Recently I've got interested in $K$-theory and $K$-homology. These are homology theories for $C^*$-algebras: however, the construction doesn't remind the standard constructions in homological algebra. To be more precise, it doesn't involve chain complexes and typical cycle in the theory is not an element in kernel of some (boundary) operator modulo boudary. What happens, is that one have only two $K$-theory groups, in contrast to ordinary homology. I know that orientability in $K$-theory is the existence of $spin^c$ structure but let me ask:
Question 2 What is the definition of $K$-orientable space?
It happens, that the notion of orientability (via singular homology), when restricted to smooth manifolds, is the same as ordinary orientability. So it is also very natural to ask:
Question 3 For what class of spaces $K$-orientability is still well defined?
Finally, there is a notion of a fundamental class in singular cohomology: it is an image of the orientation under the isomorphism $\Gamma\Big(M,\bigcup_{x \in M}H_n(M,M \setminus \{x\};R)\Big) \simeq H_n(M;R)$. As before, this is very specific, so again:
Question 4 is it possible to define the notion of a fundamental class axiomaticly? I apologize for a rather long question: I would be grateful if anybody could clarify this issue for me.

• Orientability of a vector bundle is the esistence of a Thom class. Orientability of a manifold = that of its tangent bundle. Oct 14, 2014 at 16:58
• Every (co)homology theory is represented by a spectrum, and orientability, orientations, and fundamental classes can all be expressed as structures associated to a spectrum. This is all worked out in Rudyak's book "On Thom Spectra, Orientability, and Cobordism". In particular chapter 5 works out the general theory (yielding the axiomatic description you want) and chapter 6 specializes to K-theory.
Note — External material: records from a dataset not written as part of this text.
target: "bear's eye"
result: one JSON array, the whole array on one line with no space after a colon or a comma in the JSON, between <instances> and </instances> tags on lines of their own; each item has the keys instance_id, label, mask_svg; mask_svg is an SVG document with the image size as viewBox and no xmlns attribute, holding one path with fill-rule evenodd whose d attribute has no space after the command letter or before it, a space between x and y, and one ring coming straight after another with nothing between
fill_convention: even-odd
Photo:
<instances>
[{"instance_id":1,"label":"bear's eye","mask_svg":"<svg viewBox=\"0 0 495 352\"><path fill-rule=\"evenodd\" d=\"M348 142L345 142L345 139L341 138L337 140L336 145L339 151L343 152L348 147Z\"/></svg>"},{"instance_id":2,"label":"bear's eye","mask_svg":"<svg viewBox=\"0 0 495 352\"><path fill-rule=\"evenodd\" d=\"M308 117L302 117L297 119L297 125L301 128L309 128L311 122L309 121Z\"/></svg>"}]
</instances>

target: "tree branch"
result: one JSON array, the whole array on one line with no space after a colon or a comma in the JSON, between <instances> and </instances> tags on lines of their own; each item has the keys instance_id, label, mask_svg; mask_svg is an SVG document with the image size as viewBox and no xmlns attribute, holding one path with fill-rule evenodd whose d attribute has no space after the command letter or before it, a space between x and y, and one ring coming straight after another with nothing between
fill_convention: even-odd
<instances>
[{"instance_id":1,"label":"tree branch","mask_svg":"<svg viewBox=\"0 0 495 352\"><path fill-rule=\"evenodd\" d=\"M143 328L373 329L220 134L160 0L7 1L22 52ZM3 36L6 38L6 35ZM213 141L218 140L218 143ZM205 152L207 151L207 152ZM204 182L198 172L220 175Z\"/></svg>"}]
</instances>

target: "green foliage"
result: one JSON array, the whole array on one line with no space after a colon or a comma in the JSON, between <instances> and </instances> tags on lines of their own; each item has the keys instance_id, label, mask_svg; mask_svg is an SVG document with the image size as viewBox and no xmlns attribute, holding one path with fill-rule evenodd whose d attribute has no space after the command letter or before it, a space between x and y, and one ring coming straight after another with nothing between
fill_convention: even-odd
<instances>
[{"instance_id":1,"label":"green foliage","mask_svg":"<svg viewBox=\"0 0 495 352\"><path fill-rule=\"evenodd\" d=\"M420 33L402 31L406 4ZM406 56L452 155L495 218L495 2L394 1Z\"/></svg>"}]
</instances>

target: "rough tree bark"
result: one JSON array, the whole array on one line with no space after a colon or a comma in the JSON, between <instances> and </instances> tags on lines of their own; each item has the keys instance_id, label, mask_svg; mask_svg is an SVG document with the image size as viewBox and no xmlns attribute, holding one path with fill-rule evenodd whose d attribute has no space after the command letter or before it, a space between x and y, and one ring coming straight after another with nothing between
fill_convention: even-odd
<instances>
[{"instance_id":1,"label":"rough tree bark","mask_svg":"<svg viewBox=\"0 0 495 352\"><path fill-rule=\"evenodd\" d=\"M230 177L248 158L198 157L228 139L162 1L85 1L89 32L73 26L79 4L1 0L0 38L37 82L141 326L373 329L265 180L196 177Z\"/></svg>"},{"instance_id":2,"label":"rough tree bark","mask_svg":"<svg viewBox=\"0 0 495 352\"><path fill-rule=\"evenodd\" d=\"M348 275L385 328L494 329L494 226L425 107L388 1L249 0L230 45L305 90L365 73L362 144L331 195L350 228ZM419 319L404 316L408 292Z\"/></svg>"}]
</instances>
Oct 14, 2014 at 17:13
• This paper, may be of some use to you. Oct 14, 2014 at 22:06
• @Paul Siegel: don't you need a ring spectrum? Oct 15, 2014 at 16:55

Ad question 1: Let $E$ be any ring spectrum, with associated cohomology and homology theory. An $E$-orientation of a rank $n$ vector bundle $V \to X$ is a class $u \in E^n (V,V-0)$ such that the restriction to any point $x \in X$, i.e. the image in $E^n (V_x,V_x-0) \cong E^n (R^n,R^{n}-0) \cong E^0$ is a generator. For a closed manifold $M^n$; an orientation is a class $a \in E_n (M)$, such that for all $x \in M$, the image of $a$ in $E_n (M,M-x) \cong E_n (R^n, R^n-0)=E_0$ is a generator.
This is an axiomatic definition. For smooth manifolds, orientations of $TM$ and of $M$ are in bijection by the Atiyah-Milnor duality theorem.
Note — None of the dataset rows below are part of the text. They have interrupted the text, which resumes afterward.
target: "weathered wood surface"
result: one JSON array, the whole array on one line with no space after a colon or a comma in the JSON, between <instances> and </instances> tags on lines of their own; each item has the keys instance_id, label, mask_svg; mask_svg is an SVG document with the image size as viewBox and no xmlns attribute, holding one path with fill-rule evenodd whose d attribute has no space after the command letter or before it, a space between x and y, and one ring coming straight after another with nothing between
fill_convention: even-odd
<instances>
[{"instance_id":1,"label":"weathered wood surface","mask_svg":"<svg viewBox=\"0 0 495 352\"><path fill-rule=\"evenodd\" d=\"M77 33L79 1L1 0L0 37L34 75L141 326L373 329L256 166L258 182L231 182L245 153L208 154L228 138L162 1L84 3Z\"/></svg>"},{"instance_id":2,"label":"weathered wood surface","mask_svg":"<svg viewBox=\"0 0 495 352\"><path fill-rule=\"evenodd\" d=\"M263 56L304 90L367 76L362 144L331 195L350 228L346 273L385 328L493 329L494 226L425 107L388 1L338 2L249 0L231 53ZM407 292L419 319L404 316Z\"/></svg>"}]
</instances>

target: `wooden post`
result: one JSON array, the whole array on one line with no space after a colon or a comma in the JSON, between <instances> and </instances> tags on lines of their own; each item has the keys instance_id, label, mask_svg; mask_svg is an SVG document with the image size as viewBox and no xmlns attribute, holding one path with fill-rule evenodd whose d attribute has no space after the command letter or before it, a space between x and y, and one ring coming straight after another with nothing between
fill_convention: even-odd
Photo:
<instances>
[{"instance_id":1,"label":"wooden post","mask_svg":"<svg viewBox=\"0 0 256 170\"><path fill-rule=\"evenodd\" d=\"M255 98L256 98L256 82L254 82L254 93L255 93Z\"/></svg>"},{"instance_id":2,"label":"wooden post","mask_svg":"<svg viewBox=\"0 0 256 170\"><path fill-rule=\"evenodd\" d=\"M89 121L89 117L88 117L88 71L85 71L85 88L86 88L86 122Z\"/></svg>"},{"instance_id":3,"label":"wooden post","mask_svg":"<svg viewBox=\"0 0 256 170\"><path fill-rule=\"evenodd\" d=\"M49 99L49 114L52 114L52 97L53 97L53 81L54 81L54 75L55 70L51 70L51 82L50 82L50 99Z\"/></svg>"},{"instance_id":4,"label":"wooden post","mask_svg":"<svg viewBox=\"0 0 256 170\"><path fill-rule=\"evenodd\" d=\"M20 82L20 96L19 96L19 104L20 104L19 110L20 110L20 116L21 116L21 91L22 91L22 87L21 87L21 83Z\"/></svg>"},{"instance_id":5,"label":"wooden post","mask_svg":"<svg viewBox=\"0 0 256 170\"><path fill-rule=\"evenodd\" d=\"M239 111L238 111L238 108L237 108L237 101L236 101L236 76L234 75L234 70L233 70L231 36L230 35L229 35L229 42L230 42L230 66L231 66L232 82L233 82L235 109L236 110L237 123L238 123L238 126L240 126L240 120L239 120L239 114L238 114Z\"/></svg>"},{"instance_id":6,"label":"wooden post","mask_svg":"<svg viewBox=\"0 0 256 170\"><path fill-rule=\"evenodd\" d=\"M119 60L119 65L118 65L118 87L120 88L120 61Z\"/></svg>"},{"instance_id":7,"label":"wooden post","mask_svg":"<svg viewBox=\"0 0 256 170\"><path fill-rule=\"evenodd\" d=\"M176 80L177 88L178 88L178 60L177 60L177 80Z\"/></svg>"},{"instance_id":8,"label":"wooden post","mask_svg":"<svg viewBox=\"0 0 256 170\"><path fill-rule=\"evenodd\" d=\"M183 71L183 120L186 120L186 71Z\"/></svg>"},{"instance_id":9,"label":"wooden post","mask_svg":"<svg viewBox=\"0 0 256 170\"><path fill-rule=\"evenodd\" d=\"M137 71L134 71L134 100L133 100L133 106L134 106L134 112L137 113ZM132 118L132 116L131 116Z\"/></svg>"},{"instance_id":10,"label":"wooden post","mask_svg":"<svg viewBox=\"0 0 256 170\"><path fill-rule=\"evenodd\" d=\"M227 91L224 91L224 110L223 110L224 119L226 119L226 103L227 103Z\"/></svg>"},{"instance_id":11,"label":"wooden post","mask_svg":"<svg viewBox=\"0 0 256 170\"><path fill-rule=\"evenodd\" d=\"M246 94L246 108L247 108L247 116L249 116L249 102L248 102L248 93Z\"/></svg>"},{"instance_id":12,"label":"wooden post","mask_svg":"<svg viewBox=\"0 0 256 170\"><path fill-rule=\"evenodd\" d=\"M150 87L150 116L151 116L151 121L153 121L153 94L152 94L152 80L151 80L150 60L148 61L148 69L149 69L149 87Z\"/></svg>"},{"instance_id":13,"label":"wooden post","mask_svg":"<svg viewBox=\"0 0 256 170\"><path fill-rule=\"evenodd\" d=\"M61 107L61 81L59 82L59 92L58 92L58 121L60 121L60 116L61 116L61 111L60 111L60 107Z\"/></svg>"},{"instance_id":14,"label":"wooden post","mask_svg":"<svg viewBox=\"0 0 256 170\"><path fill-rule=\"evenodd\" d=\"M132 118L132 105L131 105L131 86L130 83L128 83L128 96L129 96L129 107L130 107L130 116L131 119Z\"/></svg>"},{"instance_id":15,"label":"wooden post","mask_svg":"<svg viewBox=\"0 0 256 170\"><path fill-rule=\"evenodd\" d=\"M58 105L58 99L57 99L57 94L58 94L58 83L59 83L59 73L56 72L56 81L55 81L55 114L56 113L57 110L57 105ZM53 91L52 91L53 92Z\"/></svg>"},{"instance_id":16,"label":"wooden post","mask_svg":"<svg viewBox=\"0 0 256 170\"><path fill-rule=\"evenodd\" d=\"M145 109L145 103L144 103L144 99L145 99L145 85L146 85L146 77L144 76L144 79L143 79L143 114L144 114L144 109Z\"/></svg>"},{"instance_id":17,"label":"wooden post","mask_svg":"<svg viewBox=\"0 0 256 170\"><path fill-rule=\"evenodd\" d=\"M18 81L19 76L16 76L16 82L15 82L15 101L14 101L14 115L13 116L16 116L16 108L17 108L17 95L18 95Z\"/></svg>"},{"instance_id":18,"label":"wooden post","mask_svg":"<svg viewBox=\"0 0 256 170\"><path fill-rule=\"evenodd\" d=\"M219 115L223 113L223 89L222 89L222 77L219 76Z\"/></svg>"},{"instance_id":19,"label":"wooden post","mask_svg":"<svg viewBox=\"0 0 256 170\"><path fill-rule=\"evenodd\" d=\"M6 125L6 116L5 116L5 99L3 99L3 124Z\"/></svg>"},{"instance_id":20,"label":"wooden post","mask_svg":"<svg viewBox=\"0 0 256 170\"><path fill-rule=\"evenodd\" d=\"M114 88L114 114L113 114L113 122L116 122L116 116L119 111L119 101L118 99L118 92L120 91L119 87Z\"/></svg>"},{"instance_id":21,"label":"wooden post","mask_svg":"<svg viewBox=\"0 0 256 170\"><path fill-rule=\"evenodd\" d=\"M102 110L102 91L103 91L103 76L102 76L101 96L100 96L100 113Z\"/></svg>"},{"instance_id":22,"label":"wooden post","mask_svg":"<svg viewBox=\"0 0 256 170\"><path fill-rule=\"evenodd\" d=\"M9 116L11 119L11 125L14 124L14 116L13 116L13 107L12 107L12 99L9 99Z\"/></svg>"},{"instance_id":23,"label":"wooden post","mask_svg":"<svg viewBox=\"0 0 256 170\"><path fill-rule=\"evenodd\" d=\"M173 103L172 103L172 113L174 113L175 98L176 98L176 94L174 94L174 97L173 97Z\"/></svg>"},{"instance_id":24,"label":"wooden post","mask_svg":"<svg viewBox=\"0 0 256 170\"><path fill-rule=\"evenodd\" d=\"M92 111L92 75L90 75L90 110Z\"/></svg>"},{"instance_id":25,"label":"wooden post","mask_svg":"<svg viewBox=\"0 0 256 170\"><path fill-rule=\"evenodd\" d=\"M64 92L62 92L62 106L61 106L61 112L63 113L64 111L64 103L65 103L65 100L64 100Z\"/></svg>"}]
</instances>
Proving that a vector bundle has an $E$-orientation in practice is a different question. This is \it{almost never} a tautology. In principle, there is a homotopy theoretic strategy; but the computations quickly become intractable. Look in Rudyak's book ''Thom spectra...'', chapter VI, to see what I mean (there he discusses K-Theory).
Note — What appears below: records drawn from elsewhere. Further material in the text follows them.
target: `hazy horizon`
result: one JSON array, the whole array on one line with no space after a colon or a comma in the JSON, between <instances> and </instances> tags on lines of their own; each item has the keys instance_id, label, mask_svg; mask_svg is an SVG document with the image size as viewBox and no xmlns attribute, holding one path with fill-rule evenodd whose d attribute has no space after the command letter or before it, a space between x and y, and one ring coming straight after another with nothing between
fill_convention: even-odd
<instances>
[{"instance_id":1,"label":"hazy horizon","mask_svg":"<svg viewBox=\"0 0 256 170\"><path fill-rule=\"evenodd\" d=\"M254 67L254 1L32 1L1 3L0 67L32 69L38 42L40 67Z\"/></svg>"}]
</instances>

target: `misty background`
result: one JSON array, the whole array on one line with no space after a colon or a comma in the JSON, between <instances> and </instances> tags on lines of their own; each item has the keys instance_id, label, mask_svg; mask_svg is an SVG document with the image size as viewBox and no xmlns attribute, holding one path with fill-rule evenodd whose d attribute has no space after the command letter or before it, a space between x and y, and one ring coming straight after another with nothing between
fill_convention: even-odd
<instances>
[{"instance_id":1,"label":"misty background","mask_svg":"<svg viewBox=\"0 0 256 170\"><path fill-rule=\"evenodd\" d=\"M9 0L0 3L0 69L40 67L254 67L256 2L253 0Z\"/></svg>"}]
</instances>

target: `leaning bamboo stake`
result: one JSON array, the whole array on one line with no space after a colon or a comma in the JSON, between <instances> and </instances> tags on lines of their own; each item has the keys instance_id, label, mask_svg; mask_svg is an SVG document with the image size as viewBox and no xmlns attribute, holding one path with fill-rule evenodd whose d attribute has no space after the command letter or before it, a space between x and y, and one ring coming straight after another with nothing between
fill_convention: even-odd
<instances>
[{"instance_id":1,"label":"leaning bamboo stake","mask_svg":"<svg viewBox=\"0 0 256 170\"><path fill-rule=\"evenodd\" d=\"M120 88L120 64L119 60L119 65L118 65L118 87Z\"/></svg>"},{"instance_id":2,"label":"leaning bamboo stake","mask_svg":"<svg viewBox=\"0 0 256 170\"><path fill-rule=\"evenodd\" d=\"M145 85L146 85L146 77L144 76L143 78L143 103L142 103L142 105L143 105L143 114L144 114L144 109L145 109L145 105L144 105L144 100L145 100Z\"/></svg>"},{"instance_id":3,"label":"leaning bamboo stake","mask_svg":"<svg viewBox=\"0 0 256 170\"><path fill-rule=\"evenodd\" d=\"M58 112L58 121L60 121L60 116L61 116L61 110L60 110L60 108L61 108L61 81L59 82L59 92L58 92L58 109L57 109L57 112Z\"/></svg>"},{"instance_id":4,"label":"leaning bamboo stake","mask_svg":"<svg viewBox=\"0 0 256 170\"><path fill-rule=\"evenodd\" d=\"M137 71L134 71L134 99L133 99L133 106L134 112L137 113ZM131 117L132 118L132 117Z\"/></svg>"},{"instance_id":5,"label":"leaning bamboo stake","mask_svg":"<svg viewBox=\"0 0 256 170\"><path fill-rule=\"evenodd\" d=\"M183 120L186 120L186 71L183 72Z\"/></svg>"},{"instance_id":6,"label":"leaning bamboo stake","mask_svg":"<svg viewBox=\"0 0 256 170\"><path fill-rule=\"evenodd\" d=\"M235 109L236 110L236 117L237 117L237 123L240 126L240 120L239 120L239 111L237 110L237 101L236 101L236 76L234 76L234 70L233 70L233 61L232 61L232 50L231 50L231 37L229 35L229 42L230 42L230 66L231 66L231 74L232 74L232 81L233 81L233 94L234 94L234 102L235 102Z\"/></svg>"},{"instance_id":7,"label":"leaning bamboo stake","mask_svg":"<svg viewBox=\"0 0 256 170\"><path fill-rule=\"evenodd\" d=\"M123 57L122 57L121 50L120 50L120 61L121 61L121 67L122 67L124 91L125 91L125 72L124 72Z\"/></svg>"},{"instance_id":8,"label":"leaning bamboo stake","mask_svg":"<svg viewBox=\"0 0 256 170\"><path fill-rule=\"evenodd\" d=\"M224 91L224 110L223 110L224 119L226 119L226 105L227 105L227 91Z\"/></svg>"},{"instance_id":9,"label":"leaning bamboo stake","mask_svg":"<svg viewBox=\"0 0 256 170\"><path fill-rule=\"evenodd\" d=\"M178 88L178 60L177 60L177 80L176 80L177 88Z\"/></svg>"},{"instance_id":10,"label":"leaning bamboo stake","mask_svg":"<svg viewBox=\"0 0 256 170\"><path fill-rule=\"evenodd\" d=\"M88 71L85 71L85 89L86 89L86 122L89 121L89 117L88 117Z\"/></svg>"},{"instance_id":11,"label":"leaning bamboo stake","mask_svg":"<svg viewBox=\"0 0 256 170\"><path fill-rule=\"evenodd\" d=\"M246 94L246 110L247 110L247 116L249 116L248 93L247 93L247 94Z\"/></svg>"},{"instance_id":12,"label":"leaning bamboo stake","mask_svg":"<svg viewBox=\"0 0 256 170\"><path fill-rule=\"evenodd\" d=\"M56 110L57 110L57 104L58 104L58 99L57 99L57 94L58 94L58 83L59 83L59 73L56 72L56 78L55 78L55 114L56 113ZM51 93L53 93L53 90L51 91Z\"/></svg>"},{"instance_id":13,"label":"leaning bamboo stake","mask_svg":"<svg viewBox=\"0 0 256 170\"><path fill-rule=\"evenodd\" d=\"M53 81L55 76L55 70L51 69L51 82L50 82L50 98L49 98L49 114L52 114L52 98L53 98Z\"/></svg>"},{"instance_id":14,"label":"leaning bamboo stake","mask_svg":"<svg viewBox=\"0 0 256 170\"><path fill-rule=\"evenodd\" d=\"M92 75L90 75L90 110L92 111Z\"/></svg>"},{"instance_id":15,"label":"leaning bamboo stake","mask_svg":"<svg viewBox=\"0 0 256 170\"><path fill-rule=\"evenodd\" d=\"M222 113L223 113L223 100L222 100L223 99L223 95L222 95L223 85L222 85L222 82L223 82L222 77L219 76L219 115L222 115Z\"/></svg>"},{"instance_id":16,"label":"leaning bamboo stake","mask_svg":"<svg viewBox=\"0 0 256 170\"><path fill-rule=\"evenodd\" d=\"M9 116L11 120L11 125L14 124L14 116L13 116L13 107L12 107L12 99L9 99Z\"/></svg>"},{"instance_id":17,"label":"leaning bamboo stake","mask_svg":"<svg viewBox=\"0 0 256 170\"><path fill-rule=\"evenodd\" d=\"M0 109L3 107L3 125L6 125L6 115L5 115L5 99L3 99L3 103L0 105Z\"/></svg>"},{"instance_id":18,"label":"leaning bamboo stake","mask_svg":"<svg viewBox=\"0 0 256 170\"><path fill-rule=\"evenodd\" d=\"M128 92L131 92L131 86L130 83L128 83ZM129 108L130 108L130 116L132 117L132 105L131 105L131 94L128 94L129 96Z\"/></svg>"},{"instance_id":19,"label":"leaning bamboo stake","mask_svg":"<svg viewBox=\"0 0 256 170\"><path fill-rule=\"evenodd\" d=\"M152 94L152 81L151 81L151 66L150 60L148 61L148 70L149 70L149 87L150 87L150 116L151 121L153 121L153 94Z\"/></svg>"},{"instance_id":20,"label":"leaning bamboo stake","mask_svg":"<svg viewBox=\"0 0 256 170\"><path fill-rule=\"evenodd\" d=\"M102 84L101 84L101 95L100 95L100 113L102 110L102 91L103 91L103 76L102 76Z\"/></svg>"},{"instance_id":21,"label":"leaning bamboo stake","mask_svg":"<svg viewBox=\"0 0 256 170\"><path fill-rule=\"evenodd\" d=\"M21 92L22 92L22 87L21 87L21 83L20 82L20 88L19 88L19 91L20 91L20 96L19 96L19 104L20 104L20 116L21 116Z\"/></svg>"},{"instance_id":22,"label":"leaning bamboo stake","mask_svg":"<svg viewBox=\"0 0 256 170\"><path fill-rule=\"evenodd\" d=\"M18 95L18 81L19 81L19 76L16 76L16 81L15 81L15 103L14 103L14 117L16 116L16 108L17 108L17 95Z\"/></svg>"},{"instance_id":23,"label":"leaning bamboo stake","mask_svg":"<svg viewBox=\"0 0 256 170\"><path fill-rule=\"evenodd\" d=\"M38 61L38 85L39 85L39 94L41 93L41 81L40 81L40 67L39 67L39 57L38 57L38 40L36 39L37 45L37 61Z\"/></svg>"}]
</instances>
If there is a concrete geometric model of $E$-Theory, the problem is much easier. For example, if $E$ is real $K$-Theory, then a vector bundle is $KO$-orientable iff it is spin. This depends heavily on the description of $K$-theory in terms of vector bundles, i.e. it relies on linear algebra related to Clifford algebras. There might exist a purely homotopy-theoretic proof, but I bet that it is quite hard and Rudyak's exposition does not give a homotopy-theoretic proof of that fact.